This Time Tomorrow by Emma Straub
Summary
On the eve of her 40th birthday, Alice's life isn't terrible. She likes her job, even if it isn't exactly the one she expected. She's happy with her apartment, her romantic status, her independence, and she adores her lifelong best friend. But her father is ailing, and it feels to her as if something is missing. When she wakes up the next morning she finds herself back in 1996, reliving her 16th birthday. But it isn't just her adolescent body that shocks her, or seeing her high school crush, it's her dad: the vital, charming, 40-something version of her father with whom she is reunited. Now armed with a new perspective on her own life and his, some past events take on new meaning. Is there anything that she would change if she could?
Book Setting: New York City
Pomander Walk - Leonard’s home and the garden shed where time travel started for Alice
Marriott Marquis - 45th street - Science Fiction & Fantasy convention where Alice found Leonard and met Laura for the first time
Natural Museum of History (Milstein Hall) - the whale room, “sitting at the bottom of the sea, untouchable by whatever was happening on the surface”
Alice Underground (former site) - Alice’s favorite store where she bought her sailor pants
Cheever Place, Alice’s apartment in Cobble Hill where she could overhear the Brooklyn-Queens Expressway
St.

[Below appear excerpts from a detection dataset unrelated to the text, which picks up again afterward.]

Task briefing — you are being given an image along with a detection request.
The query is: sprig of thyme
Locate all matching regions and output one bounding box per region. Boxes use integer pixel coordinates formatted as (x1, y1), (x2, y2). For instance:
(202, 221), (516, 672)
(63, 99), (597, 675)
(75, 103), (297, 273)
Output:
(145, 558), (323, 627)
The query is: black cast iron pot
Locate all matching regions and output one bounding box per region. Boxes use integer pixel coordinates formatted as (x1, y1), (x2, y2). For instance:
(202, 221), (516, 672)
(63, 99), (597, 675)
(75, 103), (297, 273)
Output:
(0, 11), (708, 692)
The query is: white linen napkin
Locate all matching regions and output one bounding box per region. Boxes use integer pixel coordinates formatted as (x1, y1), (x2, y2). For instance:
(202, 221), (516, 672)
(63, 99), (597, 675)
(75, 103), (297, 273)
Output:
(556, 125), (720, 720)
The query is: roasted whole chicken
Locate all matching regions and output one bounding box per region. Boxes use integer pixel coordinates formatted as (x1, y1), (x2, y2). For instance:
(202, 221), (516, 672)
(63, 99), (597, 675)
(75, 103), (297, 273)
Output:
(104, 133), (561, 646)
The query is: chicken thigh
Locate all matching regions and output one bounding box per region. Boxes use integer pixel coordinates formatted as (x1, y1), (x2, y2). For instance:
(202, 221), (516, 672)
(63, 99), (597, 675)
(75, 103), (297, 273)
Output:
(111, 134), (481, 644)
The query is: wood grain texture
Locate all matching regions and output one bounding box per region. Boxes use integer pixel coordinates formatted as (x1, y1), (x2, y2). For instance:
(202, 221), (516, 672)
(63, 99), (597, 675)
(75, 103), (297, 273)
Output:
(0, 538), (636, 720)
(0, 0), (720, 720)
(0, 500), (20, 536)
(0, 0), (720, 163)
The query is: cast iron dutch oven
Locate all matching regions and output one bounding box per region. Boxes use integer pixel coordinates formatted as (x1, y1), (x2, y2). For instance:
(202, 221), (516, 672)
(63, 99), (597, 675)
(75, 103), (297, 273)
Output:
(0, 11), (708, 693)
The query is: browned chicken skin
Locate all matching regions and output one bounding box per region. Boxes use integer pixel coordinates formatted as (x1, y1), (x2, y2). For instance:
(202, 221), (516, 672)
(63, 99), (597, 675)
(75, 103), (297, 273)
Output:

John the Devine - Leonard would take Alice here on Saint Francis Day when they opened the doors to let an elephant in
Jackson Hole - a restaurant that Leonard loved for the enormous burgers
Gray’s Papaya - another favorite restaurant for Alice to eat with her dad
Emack & Bolio’s - birthday celebration of ice cream
V&T - pizza place enjoyed by Leonard and Alice, 110th Street & Amsterdam
Matryoshka - a bar Alice revisited from her younger years on her 40th birthday
Reviews
#1 NATIONAL BESTSELLER
“The pages brim with tenderness and an appreciation for what we had and who we were. I could not have loved it more."—Ann Patchett
“The kind of book that will make you laugh, make you cry, and make you call the people you love. Exceptional."—Emily Henry
"Delightful"—Boston Globe
"Poignant"—New York Times
What if you could take a vacation to your past?
With her celebrated humor, insight, and heart, beloved New York Times bestseller Emma Straub offers her own twist on traditional time travel tropes, and a different kind of love story.